Waymo’s driverless taxis are facing another rules-of-the-road test with zero margin for error. According to Reuters, Alphabet is launching a voluntary software recall after its cars in Texas illegally drove past school buses displaying stop signals at least 19 times since the start of the academic year. In the United States, this is among the most tightly regulated road scenarios: a driver must stop and wait until children have crossed. For autonomous systems, rare but high-stakes moments like this are the real benchmark of maturity.

The NHTSA opened its review back in October and now has ordered Waymo to provide detailed responses about the Texas incidents by January 20. The company concedes that software may have been at fault: in some cases the vehicle slowed or came to a stop, then resumed moving while the bus was still stationary. Waymo says updates already rolled out have significantly improved behavior, and the recall will essentially push and lock the required software version across the fleet.
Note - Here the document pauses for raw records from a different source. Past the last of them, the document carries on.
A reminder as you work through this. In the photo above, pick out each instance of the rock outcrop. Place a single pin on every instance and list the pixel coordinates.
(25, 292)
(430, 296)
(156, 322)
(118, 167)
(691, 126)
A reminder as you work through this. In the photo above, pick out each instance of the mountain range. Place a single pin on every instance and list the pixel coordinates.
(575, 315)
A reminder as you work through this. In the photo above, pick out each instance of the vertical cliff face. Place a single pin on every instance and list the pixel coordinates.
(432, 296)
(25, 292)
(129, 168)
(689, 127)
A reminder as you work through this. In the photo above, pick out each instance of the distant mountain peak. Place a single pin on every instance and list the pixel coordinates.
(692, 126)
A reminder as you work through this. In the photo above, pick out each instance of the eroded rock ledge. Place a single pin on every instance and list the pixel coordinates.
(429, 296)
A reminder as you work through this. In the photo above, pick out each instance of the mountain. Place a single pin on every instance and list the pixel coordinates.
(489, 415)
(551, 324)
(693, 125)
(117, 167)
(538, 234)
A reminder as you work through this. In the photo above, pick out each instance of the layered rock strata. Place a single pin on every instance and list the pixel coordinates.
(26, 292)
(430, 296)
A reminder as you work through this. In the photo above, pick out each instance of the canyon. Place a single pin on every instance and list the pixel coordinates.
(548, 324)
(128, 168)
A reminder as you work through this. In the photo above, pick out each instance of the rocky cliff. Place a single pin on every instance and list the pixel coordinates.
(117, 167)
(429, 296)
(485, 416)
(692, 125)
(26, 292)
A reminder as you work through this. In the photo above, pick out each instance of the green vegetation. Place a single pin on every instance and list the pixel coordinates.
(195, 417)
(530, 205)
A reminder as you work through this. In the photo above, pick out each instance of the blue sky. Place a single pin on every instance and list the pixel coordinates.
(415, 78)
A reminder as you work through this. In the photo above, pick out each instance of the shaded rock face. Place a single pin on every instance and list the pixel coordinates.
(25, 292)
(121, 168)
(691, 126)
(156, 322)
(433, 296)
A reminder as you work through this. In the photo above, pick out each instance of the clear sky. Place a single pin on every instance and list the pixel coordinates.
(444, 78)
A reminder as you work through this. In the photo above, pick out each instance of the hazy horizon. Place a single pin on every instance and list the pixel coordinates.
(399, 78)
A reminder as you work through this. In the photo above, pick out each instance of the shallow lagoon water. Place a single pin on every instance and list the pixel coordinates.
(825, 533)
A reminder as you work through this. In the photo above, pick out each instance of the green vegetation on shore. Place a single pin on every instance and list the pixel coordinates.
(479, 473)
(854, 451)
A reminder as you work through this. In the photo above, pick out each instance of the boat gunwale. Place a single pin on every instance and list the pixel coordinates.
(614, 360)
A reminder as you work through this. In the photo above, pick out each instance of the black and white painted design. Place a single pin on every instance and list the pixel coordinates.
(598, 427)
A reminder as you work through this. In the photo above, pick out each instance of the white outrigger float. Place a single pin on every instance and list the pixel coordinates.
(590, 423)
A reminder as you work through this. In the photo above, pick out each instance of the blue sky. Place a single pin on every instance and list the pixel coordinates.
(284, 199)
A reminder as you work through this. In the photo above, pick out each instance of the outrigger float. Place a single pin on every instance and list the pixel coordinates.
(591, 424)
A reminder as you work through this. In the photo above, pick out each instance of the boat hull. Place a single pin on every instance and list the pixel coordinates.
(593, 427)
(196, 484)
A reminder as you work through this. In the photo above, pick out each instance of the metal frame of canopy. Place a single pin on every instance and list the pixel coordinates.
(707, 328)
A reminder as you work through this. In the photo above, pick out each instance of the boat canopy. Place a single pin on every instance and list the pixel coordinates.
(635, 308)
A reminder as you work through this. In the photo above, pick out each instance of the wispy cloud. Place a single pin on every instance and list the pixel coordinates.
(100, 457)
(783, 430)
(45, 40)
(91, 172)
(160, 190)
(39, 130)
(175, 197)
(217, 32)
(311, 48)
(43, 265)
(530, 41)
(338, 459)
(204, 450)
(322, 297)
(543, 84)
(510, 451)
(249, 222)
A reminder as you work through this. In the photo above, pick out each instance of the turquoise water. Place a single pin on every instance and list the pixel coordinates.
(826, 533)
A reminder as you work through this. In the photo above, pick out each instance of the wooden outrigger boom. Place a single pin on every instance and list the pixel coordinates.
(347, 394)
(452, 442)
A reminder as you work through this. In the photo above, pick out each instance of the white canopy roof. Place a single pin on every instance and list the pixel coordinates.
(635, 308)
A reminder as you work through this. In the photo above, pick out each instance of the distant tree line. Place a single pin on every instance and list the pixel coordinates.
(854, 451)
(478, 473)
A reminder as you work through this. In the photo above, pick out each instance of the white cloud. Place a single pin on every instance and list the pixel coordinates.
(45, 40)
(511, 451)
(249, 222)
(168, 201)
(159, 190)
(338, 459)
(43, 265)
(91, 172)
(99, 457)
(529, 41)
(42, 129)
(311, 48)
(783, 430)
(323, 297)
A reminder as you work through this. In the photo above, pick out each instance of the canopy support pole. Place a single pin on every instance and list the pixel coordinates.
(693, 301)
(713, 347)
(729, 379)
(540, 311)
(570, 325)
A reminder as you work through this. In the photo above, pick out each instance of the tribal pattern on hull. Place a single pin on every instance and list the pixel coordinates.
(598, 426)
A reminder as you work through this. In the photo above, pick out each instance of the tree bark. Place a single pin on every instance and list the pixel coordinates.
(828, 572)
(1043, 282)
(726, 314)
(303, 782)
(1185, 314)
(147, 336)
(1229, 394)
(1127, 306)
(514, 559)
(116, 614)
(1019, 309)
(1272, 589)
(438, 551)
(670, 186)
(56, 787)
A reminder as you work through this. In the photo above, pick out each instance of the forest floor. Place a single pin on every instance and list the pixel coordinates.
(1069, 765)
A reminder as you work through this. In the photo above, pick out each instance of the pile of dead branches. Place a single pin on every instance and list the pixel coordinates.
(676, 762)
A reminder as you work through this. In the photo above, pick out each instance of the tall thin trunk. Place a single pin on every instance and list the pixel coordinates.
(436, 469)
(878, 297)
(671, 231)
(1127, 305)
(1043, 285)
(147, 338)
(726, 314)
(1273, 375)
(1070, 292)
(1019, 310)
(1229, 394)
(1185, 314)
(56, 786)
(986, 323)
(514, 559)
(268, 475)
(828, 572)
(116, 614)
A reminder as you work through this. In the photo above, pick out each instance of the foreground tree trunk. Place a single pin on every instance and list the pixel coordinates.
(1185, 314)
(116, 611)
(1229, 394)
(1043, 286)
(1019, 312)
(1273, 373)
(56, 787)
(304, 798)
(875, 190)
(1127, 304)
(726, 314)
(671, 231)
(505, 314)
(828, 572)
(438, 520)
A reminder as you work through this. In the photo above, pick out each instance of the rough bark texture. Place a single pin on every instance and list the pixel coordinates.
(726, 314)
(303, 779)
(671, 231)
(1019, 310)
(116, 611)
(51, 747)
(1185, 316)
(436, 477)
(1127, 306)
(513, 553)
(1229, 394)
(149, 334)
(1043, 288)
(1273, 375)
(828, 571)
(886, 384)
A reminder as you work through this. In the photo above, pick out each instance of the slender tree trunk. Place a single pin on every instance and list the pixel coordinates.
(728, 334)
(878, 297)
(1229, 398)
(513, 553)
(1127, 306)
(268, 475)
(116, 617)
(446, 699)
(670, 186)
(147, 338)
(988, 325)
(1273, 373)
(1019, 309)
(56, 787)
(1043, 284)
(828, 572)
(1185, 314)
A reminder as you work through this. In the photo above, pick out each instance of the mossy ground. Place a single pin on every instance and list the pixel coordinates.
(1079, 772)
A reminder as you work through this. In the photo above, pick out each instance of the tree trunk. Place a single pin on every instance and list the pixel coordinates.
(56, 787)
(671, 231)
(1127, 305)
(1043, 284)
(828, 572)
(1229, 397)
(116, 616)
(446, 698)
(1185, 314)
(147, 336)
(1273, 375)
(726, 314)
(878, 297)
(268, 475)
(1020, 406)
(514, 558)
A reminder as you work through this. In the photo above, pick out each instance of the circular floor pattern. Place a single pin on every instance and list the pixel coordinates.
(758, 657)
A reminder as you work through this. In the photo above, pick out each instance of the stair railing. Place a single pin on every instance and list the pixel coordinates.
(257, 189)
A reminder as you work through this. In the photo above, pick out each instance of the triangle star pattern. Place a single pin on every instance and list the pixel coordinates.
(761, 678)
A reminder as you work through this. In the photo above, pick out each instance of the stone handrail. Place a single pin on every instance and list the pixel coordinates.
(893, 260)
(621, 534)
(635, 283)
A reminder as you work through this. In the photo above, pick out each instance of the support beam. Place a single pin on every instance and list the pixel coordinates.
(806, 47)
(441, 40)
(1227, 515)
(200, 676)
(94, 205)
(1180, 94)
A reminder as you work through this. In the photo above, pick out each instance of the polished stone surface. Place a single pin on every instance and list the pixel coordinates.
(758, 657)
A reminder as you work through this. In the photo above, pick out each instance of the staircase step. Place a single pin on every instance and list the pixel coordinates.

The most unsettling piece comes from the Austin school district. In a letter published by NHTSA, Austin ISD said the violations continued even after the updates and asked Waymo to pause operations near schools during pickup and drop-off hours. The district also claimed there was an instance when a robotaxi passed a bus shortly after a child had crossed the street. Waymo, for its part, declined to suspend service and maintained that its system in that area already performs better than a human driver. Progress matters, but around school buses the standard is perfection—and that is where confidence is either earned or lost.